Managers Income Equity Fund
Investment Manager's Comments -----------------
- ------------------------------------------------
- ----------------
Managers Income Equity Fund is an income
oriented stock fund managed by The Managers
Funds, L.P. since its inception in 1984. The
Managers Funds currently utilizes two
independent subadvisors who each manage
approximately half of the total portfolio:
Anthony Spare, of Spare, Kaplan, Bischel &
Associates (SKB&A), hired in August 1990, and
Robert Hoffman, of Scudder, Stevens & Clark,
Inc. (SS&C), hired in August 1991.
The Six Month Review During the first six months
of 1997, Managers Income Equity Fund provided a
total return of 15.1% versus the Standard &
Poor's 500 Stock Index (S&P 500) return of
20.6%. -----------------------------------------
- ---------------------------------------
Top Ten Holdings as of June 30, 1997
% Fund
----------
Phillip Morris* 2.3
GTE* 2.2
J.C. Penney* 2.0
Xerox 2.0
J.P. Morgan* 1.9
Bell Atlantic* 1.8
NYNEX* 1.7
Corestates Financial 1.7
Philips Electronics 1.7
Ford Motor Co. 1.7
*A top ten holding December 1996
- ------------------------------------------------
- ---------------------------------
The Fund's yield oriented style, partly intended
to reduce volatility, can typically be expected
to lag the market in strong upturns, while
outperforming the market during moderate, flat
and down markets. Thus, it is not surprising
that the Fund lagged the market early in the
first quarter and again during the strong second
quarter rally, although it did make up some
relative performance during the March/April
downturn.
The Fund's heavy weighting in electric utility
stocks were a primary weakness during the first
six months of 1997. Utilities as a sector were
by far the poorest performers for the period,
rising "only" 5%. In particular, the Fund's
position Northeast Utilities declined 40% in the
first quarter after its dividend was eliminated.

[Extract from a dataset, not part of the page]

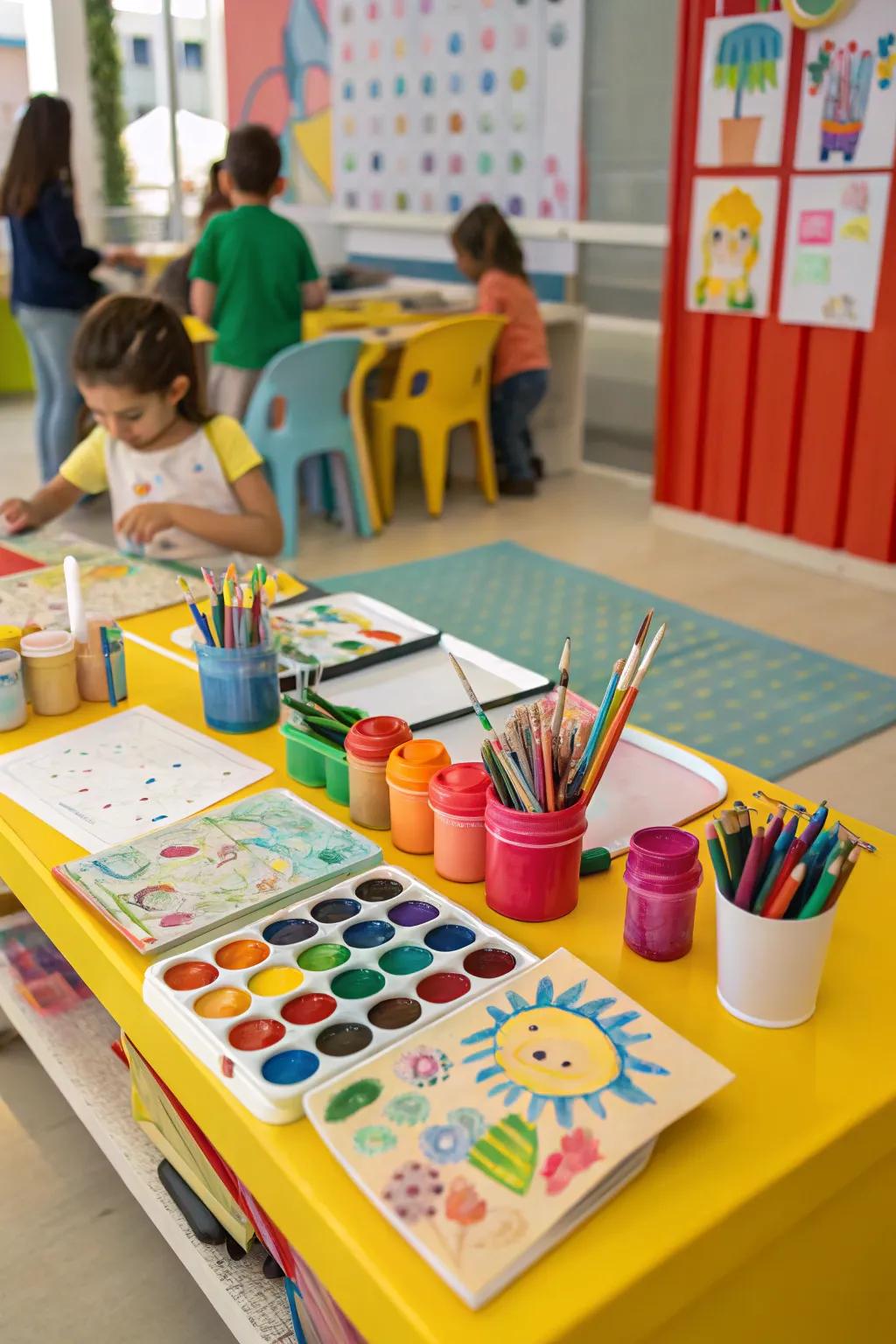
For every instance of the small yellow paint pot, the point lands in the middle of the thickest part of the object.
(223, 1003)
(276, 980)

The position was subsequently liquidated early
in the second quarter.
The Fund's largest holding, Phillip Morris,
which was marked by volatility associated with
pending settlement of tobacco litigation, kept
up with the market returning 20% during the
period.
Pharmaceuticals were an area of strength for the
period. Fund holdings of Bristol-Myers Squibb
and Warner Lambert rose 50% and 66%,
respectively, while both managers took advantage
of the prices by reducing their holdings on
strength during the second quarter.
Strong top ten holdings included Bell Atlantic
and NYNEX, which announced their merger, and
Xerox and Phillips Electronics which returned
50% and 80%, respectively, during the six month
period.
Although hurt by rising interest rates in the
first quarter, financials, which make up a large
portion of the Fund, performed well during the
second quarter, notably Lincoln National and
Student Loan Marketing (Sallie Mae) which rose
23% and 36%, respectively, for the six
month period.
Managers Capital Appreciation Fund
Investment Manager's Comments ------------------
- ------------------------------------------------
- ------------------------
Managers Capital Appreciation Fund is a growth
oriented stock fund managed by The Managers
Funds, L.P. since its inception in 1984. The
Managers Funds currently utilizes two
independent subadvisors who each manage
approximately one half of the total portfolio:
Frank Husic at Husic Capital Management, hired
in September, 1996, and Joseph McNay of Essex
Investment Management Company, just hired in
March of 1997.
The Six Month Review
During the first six months of 1997, Managers
Capital Appreciation Fund provided a total
return of 5.1% versus 20.6% for the S&P 500.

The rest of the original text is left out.